I want to be strong. I hate my strength.
I love everyone. I hate everyone.
I need help. I hate people being concerned about me.
I feel better. I feel numb, and like shit. But at least I'm still here right? I'm still in one piece. Any bleeding I have, is of my soul. And I've realized. The world couldn't give two shits about your soul. It really can't. All the world cares about is what you produce. And if you can't, you're thrown away. If you're ready to jump off the edge of a building, it doesn't matter, as long as you keep producing. In the long run. As long as it doesn't affect your performance NOBODY COULD CARE
That's what my parents told me. They say that I just have to keep working. Because I'll just be replaced. And those are the rules. I have to shine, or somebody else will shine in front of me. It doesn't matter if I hate myself. Somebody else who doesn't hate them self will just replace me. I wont get anywhere if I don't keep working. And it doesn't matter if I don't want to work. It doesn't matter if I feel like I can't work. It doesn't matter if I'm sick. It doesn't matter how I feel about the person I'm working for. All that matters is that I do work.
So
Since today is the eve of my birthday, here's what I'm going to do.
I say Fuck You School
I say Fuck You Society
I'm going to prove everyone of you wrong
By playing by your rules
And then.
I'm going to make my own. And I'm going to make you play by them.

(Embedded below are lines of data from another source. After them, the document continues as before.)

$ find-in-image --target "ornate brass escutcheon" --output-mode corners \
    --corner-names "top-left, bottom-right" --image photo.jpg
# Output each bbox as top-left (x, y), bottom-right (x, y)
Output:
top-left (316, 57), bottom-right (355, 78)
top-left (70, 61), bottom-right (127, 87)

They said it's like Kempo. So like Kempo, I'm going to do this. I'm going to work and work, until it hurts. I'm going to work until it feels like I can't move. I'm going to work until I actually can't move. And hopefully by the time I can't move. My work will be done.
My inside. This small thing that doesn't know who it is yet. Oh it's probably going to suffer. It suffers already. So obviously it's going to suffer. I'm going to have regular breakdowns, in which like a few days ago I will litterally stop functioning physically.
Happy birthday to me. Happy birthday to me. Happy birthday dear Charlie. Happy birthday to me.
Did I forget to mention I'm still eight? Oh but there's no point in saying that. He should've just stabbed himself. I'm 17 now. I do homework on time! I do everything in advanced! I'm the perfect son! I'm the perfect student! I'm the perfect doll!
"Charlie. Tomorrow is you birthday. Make it a day of rebirth. Do things right." Conform to what others think.